The source code is here.

It might be overkill to include MathBox in an RTS, but line drawing in WebGL is hard and I wanted some vectors to show which unit is attacking which other unit. I used an updated fork of MathBox for three.js r84 that I found a link to on the MathBox Google Group. It was a bit of a hurdle to get the MathBox context, coordinate and scaling system to work well with my existing three.js scene, but once it was working MathBox is really smooth and fun to work with. I used a GLSL shader to resample and animate the vector paths.

A screenshot follows: Mathbox attack vectors

New GPU game engine

This post is about a new GPU game engine, billboards, forest and kovasb/gamma.

The source code is here.

I decided to scratch the idea of using a web worker to run the engine. Instead I want to run the engine on the GPU, using WebGL shaders. This allows to scale to a huge number of units (target 64k). But at this scale I can’t render expensive geometries anymore, so I will render billboards. This page explains how to do it. I am using solution #2 from that page. In addition, I need to discard transparent fragments in the fragment shader, as described here. Otherwise transparent fragments write to the depth buffer and block other fragments without setting a color, and that looks very glitchy. I am also using instancing to make it fast. Today I implemented only rendering a 2D sprite on the billboards, but I will switch it up later by rendering one instance of a 3D model to a texture at current camera angle, and then displaying that on all the billboards. I think it will be a decent approximation.

At large scale, multiplayer will also be a lot harder, and would have to be some kind of lock-step or turn based solution, so I think I will drop it, or maybe have 2 modes, swarm mode for single player and few units mode for multiplayer.

Also, a lot of my current work, like explosions, magic stars and attack vectors will need a rethink and reimplementation with the new GPU engine.

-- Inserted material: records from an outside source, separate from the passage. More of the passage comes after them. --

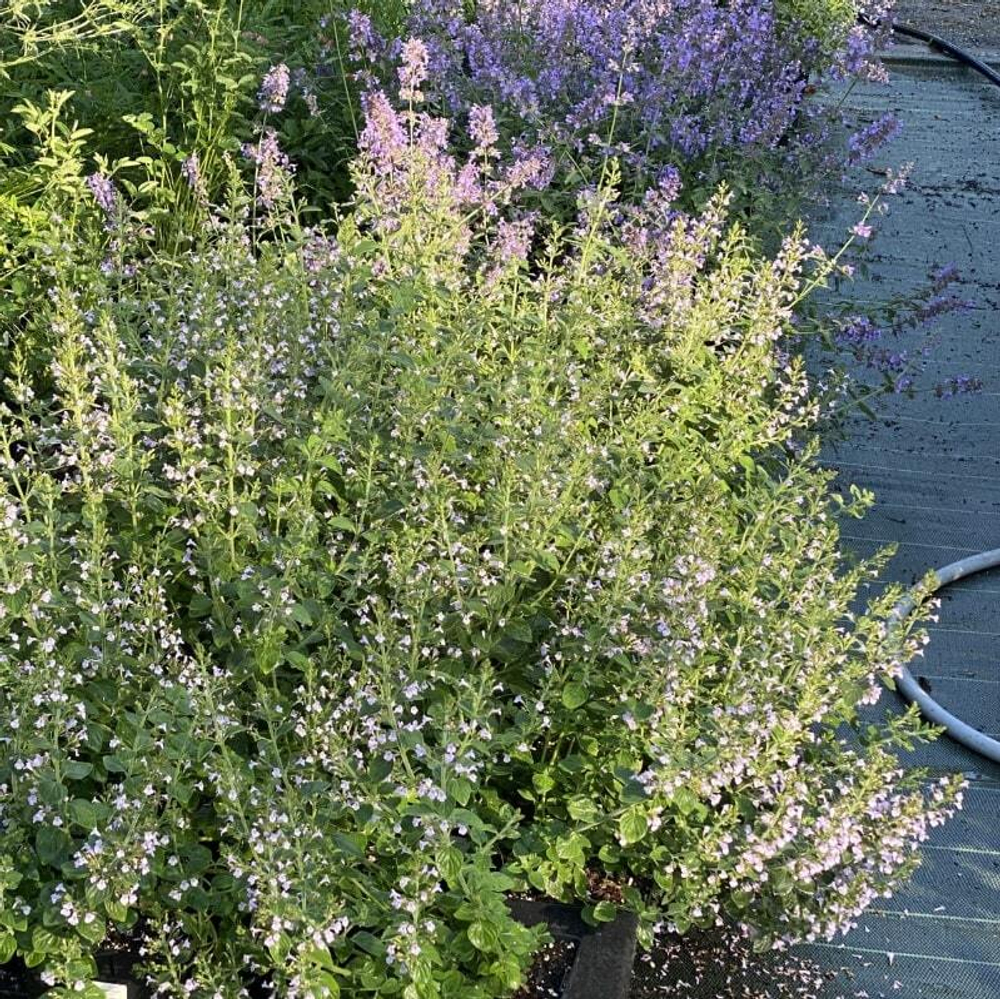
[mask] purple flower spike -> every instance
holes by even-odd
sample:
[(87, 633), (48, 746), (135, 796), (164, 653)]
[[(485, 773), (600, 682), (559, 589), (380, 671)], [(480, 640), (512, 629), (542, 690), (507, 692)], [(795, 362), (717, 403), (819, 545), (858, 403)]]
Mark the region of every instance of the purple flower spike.
[(243, 155), (257, 164), (257, 202), (273, 208), (290, 192), (294, 166), (278, 145), (278, 136), (269, 128), (257, 143), (243, 146)]
[(472, 110), (469, 111), (469, 135), (476, 144), (476, 152), (479, 155), (488, 155), (493, 150), (500, 138), (493, 117), (493, 108), (483, 104), (472, 106)]
[(381, 91), (363, 98), (365, 127), (358, 146), (380, 174), (403, 165), (408, 150), (406, 129), (399, 114)]
[(971, 392), (981, 392), (983, 383), (978, 378), (970, 375), (955, 375), (947, 381), (941, 382), (934, 391), (939, 399), (950, 399), (955, 395), (966, 395)]
[(845, 347), (859, 348), (874, 343), (882, 336), (879, 329), (867, 316), (848, 316), (837, 331), (837, 343)]
[(887, 142), (903, 130), (903, 123), (894, 114), (884, 114), (847, 141), (848, 162), (852, 166), (869, 160)]
[(267, 71), (257, 92), (257, 102), (261, 111), (277, 114), (284, 110), (285, 102), (288, 100), (289, 81), (288, 67), (283, 62), (279, 62), (277, 66), (272, 66)]
[(427, 46), (419, 38), (404, 42), (399, 67), (399, 96), (404, 101), (415, 103), (424, 99), (420, 84), (427, 79), (429, 58)]
[(121, 195), (118, 193), (118, 189), (103, 173), (92, 173), (87, 178), (87, 187), (90, 188), (94, 200), (104, 212), (104, 228), (117, 229), (122, 216)]

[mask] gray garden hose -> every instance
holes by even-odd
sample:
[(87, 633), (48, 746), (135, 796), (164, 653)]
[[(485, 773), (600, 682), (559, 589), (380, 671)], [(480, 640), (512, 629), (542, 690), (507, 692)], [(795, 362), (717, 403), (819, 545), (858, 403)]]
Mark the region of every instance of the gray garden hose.
[[(1000, 566), (1000, 548), (970, 555), (968, 558), (952, 562), (943, 569), (935, 569), (932, 592), (936, 592), (949, 583), (954, 583), (966, 576)], [(903, 621), (916, 609), (918, 604), (915, 593), (911, 591), (893, 608), (890, 621)], [(988, 735), (974, 729), (967, 722), (957, 718), (950, 711), (945, 711), (930, 694), (913, 678), (913, 674), (904, 666), (903, 672), (896, 678), (896, 688), (908, 701), (916, 704), (923, 716), (932, 724), (940, 725), (956, 742), (971, 749), (980, 756), (1000, 763), (1000, 741), (991, 739)]]

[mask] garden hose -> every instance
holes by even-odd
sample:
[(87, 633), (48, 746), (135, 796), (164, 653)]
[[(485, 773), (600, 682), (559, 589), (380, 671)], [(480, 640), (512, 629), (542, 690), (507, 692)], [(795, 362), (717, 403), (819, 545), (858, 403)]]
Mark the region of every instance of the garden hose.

Here is a screenshot of a forest using trees on the new engine unit billboards. It runs 64k trees at 60 FPS. screenshot of forest

I decided to start using the ClojureScript library kovasb/gamma for writing GLSL shaders functionally in a ClojureScript DSL rather than directly. Note that hendekagon/gamma on Clojars is a more recent packaging, and provides necessary fixes to for example aget for vector and matrix indexing. Gamma buys me composability. It’s a bit hard to get started, since documentation is not perfect, but you can piece it together from the Wiki, tutorial, the test code, examples and the source code itself. Using imperative hacks like the “discard” statement is hard though, because gamma is purely functional and only supports assignments at the top level. So since I needed “discard” I resorted to putting a “magic” vector vec4(0.0, 1.0, 2.0, 3.0) and doing a string search/replace of that line with discard. I opened an issue for gamma.

Next up is collision detection. At first I was thinking I needed a bounding volume hierarchy, asking a question on StackOverflow, but after asking on the EFNet IRC channel #shader.no I am reconsidering a simpler grid approach. The problem is that WebGL does not have atomic compare-and-exchange, so storing multiple objects per cell, for example in a linked list, is hard. I will write about my workaround if and when I find a solution.